Edebiyat ve Ahlak
Pek çok kişi yaşamın karmaşasından, insanların olumsuz davranışlarından uzaklaşmak; başka başka hayatlarla buluşmak için kitap okur. Oysa kitap ya da edebiyat insanı insana tanıtan, anlatan bir aynadır. Uzaklaşmak değil yakınlaşmak için, kaçıp kurtulmak değil tanışıp kaynaşmak için vardır belki de edebiyat.
Daha önce "Edebiyat nedir?" adlı yazımda konuya kısaca değinmiş, edebiyatı herkesin farklı bir pencereden gördüğünden söz etmiştim. Bakalım Nurullah Ataç edebiyat için neler söylemiş:
EDEBİYAT
VE AHLAK
Ahlakın,
bize özgeyi kendimiz bilip acılarına, kaygılarına ortak olmamızı, onunla
«hemhal» olmamızı buyuran ahlakın başlıca kurucusu, yayıcısı edebiyattır. Bir
kimsenin sıkıntılar çektiğini, yüreğinden yaralandığını anlamamız için; kendisini
görmemiz, diyeceklerini dinlememiz yeter sanırız, oysaki yetmez, görmek,
dinlemek başka, anlamak, gerçekten anlamak başkadır da onun için. Anlarız, o
kimse ne durumdadır, öğreniriz, bilgi ediniriz, ama bu bilgi içimize işlemez
daima, bizi sarmaz. Bencildir insanoğlu, bencil olduğu için yalnız kendi
dertlerini düşünür, yalnız onlara inanır, başkalarında gördüğü dertleri
kendisininkiler gibi kavrayamaz.

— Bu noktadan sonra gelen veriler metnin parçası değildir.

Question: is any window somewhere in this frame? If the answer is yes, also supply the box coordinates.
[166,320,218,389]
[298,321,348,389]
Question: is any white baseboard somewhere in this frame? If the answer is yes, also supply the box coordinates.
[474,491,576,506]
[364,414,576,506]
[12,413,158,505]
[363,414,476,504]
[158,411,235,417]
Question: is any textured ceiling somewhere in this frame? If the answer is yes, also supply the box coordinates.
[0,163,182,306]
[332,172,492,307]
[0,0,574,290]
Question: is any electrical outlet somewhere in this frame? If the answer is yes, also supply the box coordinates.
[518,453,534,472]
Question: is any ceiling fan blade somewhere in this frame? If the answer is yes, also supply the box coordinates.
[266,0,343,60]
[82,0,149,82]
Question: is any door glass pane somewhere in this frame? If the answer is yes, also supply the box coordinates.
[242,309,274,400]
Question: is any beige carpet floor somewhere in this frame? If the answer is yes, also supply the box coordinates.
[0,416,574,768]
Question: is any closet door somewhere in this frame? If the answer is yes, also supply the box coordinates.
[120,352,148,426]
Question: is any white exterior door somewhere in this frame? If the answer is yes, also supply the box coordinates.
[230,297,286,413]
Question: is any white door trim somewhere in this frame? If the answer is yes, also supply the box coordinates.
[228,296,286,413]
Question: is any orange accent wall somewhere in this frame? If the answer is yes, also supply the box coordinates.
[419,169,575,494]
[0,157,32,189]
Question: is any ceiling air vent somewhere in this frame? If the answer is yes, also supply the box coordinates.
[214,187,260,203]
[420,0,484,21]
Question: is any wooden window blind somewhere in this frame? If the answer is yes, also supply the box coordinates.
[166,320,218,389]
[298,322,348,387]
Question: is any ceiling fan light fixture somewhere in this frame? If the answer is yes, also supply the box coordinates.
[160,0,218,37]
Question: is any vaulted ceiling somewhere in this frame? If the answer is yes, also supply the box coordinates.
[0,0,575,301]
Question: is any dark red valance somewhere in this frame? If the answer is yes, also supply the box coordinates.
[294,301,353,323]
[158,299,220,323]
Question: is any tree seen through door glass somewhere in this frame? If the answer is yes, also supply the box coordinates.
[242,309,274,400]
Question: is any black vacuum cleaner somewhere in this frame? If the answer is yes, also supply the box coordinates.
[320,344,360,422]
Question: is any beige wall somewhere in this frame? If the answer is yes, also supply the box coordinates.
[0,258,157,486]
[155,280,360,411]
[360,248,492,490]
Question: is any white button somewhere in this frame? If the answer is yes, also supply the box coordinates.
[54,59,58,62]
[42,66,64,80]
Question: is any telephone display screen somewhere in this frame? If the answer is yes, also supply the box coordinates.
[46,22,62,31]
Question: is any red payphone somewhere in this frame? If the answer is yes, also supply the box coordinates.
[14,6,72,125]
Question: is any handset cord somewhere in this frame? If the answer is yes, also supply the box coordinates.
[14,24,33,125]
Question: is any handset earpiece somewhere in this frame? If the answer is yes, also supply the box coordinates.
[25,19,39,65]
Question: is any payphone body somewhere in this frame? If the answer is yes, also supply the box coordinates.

Onlara omuz silkmezse, gülmezse, eğlenmezse
onlarla, gene iyi…
Bizi
bu bencillikten edebiyat kurtarır, şiirler, hikâyeler, romanlar, tiyatro
eserleri, denemeler kurtarır. Öteki insanların içlerini bize onlar açıverir,
bize başkalarını onlar duyurur. Bir kimseyi görüp de okuduğunuz romanlardan,
gördüğünüz oyunlardan birinin bir kişisini hatırlarsanız: «Ah! Bu bir Anna
Karanina! Bu bir Julien Sorel! Bu bir Tartuffe!» dersiniz, başkalarını
içlerinden anlıyorsunuz, onları kendi içinizde, hayalinizde
gerçekleştiriyorsunuz demektir. İlim bize dışı öğretir, onun öğrettikleri bizim
dışımızda kalır, sanat edebiyat ise öğretmez, sezdirir, kavratır, ahlakın
istediği de asıl bu sezme kavrama gücüdür. Edebiyattan geçmemiş insanın hayali
işlemez ki, kendisinden başkalarının acılarına, dertlerine ortak olabilsin,
onlarla «hemhal» olabilsin.
Bir toplumda ahlakın ilerlemesini, düzelmesini istiyor musunuz? O
toplumda edebiyat, sanat merakını uyandırmaya, geliştirmeye çalışın. Çocuklara,
gençlere şiirler, hikâyeler, romanlar okutturun, onları tiyatrolara, sinemalara
gönderin. O hikâyelerin, romanların, oyunların insanlarıyla tanışsınlar,
onların hayatlarını hayallerinde yaşasınlar, öğrensinler onların içlerini,
böylece gerçekteki insanları da daha iyi anlarlar. Çocuğunuz büyüyünce ne
olacaksa olsun, küçükken siz ona edebiyatı sevdirmeye bakın, ilim, bilgi
sonradan gelecektir, önce insanlığı kurmak, hayalini işletmek gerektir.